Due to security concerns, Carnival was forbidden during World War II, and artists started experimenting with the unusual instrument to enhance the sound. These items eventually developed surface dents, which played various notes based on their size, location, and shape.
The musicians shifted to using the 55 gallon oil barrels that the oil refineries discarded in 1948, after the war was over. They discovered that altering the length of the drum allowed for whole scales from bass to soprano in addition to altering the form of the drum surface. The current pan was built on the foundation of this. Through the efforts of pioneers and inventors like Winston “Spree” Simon, Ellie Mannette, Anthony Williams, and Bertie Marshall, the steelpan flourished and became a respectable instrument. Numerous of their discoveries and methods are still in use today.
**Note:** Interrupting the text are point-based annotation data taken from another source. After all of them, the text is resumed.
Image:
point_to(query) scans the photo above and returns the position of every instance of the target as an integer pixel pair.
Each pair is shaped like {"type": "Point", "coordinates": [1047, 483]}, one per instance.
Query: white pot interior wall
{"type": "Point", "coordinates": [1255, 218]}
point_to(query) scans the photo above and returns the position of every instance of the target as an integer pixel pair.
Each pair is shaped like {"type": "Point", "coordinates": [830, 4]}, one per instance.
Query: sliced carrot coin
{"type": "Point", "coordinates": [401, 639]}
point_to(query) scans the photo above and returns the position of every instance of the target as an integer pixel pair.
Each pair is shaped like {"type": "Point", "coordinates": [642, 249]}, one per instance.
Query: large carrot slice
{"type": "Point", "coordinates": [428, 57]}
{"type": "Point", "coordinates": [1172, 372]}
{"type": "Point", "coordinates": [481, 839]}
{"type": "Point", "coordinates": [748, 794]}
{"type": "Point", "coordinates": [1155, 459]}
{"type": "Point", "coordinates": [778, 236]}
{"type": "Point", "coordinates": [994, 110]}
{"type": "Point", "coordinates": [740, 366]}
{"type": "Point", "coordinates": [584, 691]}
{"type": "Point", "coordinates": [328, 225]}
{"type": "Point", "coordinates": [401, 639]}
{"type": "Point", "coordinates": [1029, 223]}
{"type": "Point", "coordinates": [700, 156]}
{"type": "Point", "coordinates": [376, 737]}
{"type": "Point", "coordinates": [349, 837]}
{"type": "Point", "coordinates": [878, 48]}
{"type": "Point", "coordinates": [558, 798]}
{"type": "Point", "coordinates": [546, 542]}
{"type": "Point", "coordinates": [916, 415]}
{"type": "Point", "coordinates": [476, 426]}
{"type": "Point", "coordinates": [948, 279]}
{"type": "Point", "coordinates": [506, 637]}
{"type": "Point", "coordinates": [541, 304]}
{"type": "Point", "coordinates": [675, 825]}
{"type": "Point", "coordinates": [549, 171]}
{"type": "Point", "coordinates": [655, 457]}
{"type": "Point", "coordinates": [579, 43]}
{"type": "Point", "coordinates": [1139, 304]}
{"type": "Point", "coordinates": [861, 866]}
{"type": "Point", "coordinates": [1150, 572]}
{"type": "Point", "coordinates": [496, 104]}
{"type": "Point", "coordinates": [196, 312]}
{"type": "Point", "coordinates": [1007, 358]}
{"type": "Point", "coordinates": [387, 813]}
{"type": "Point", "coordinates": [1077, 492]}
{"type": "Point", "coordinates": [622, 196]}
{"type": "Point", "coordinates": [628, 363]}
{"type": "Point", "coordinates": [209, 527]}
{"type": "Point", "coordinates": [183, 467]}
The steelpan is currently recognised as Trinidad and Tobago’s national instrument, and its people take tremendous pleasure in it and are incredibly resilient. Steelpans are now played at concerts at venues like the Kennedy Center, Royal Albert Hall, and Carnegie Hall, among others. The steelpan is a well-known instrument that reminds listeners of its island origins, whether in the UK or Japan, Senegal or the United States.